The shell leaped forward; seemed to fly.
[1] A _tal_ in Muria is the equivalent of thirty hours of earth surface
time.--W. T. G.
CHAPTER XXII
The Casting of the Shadow
Now we were racing down toward that last span whose ancientness had
set it apart from all the other soaring arches. The shell's speed
slackened; we approached warily.
"We pass there?" asked O'Keefe.
The green dwarf nodded, pointing to the right where the bridge ended
in a broad platform held high upon two gigantic piers, between which
ran a spur from the glistening road. Platform and bridge were swarming
with men-at-arms; they crowded the parapets, looking down upon us
curiously but with no evidence of hostility. Rador drew a deep breath
of relief.
"We don't have to break our way through, then?" There was
disappointment in the Irishman's voice.
"No use, _Larree_!" Smiling, Rador stopped the _corial_ just beneath
the arch and beside one of the piers. "Now, listen well. They have had
no warning, hence does Yolara still think us on the way to the temple.

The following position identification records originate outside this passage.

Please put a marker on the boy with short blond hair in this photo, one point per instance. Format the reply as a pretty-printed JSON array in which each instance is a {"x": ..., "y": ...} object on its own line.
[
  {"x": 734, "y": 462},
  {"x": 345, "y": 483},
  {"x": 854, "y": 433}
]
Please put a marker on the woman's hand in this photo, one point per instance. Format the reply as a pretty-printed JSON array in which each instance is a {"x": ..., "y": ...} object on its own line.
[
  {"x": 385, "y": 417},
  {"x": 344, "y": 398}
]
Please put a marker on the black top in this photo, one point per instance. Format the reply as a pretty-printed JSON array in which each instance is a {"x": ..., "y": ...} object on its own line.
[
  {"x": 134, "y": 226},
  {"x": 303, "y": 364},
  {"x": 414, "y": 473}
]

This is the gateway of the Portal--and the gateway is closed by the
Shadow. Once I commanded here and I know its laws. This must I do--by
craft persuade Serku, the keeper of the gateway, to lift the Shadow;
or raise it myself. And that will be hard and it may well be that in
the struggle life will be stripped of us all. Yet is it better to die
fighting than to dance with the Shining One!"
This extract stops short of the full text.